Paul Leonard, a spokesman for the bill's leading co-sponsor, Councilmember Margaret Chin, echoed those sentiments. Leonard said Chin believes putting a price on bags "will drastically reduce the amount of single use bags currently being sent to landfills" — which will in turn help the city hit its goal of sending zero trash to landfills by 2030.
The legislation currently has 22 sponsors, but hasn't seen action in council chambers since November 2014.
At that hearing, it received a skeptical response from some members of the Committee on Sanitation and Solid Waste Management, according to Politico New York.
Councilmember Robert Cornegy, also of Brooklyn, said the bill would force bodega owners to have "dozens of negative interactions with their customers every day," while Councilmember James Vacca, of the Bronx, described it as "a tax that's going to hit people least able to afford this tax."

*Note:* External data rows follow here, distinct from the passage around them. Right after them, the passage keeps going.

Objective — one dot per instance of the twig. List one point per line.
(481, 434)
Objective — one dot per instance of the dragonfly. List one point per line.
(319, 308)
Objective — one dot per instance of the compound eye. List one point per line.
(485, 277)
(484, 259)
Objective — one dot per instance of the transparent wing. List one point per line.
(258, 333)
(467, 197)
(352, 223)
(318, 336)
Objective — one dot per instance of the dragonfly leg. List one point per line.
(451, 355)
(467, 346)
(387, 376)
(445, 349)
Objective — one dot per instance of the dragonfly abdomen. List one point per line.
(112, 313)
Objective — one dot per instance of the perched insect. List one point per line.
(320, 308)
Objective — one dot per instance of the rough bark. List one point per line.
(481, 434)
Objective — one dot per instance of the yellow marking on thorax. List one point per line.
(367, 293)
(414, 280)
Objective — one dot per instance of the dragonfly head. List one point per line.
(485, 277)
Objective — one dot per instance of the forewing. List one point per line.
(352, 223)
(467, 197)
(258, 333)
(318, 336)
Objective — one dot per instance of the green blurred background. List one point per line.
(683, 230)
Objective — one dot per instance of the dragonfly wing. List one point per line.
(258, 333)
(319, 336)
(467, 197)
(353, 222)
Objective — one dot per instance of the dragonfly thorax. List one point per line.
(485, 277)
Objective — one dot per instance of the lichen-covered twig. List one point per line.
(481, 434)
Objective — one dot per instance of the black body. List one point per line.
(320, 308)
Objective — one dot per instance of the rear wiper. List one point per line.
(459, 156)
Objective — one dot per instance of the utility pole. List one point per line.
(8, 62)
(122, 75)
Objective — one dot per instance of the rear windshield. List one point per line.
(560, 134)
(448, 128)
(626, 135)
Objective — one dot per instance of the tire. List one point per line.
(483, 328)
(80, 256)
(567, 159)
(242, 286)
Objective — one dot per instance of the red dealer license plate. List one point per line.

(Cornegy and Vacca did not respond to Patch's requests for comment Tuesday regarding their current position on the bill.)
The American Progressive Bag Alliance, an plastics industry trade group, has taken a similar stance.
“This tax is a direct attack on working families and it will fail to make any environmental progress for the city," Alliance executive director Lee Califf said in a statement sent to Patch. "It makes no sense for councilmembers to try to pass a law that would make trips to the store even more expensive for the millions of hardworking New Yorkers who already struggle to make ends meet.”
In support of its position, the Alliance points to research suggesting, among other things, that the production and recycling of plastic bags takes less of an environmental toll than the production of reusable alternatives.
The Alliance also argues that the plastic bag industry supports 10,000 American jobs.
However, in an interview with Patch, bag fee advocate Jennie Romer, a lawyer who said she helped Lander and Chin write their bill, focused on the issue of waste.
She noted that a 2012 bag fee implemented in San Jose, Calif., reduced plastic bag use and encouraged renewable alternatives, according to city data. Romer also cited a 2013 study from Washington, D.C. — another municipality which taxes bags — that found the fee cut use while remaining popular among local businesses and residents.
Romer cites the nation of Ireland as perhaps her most compelling example. A 2006 study found that nation's 2002 plastic bag fee reduced usage by 90 percent.
Lander spokesman John Schaefer did not immediately respond to a request for comment on the bill's likelihood of passing by Earth Day.
But Paul Leonard, Chin's spokesman, told Patch by phone: “We believe we have a majority of Councilmembers, and we’re looking forward to this moving forward."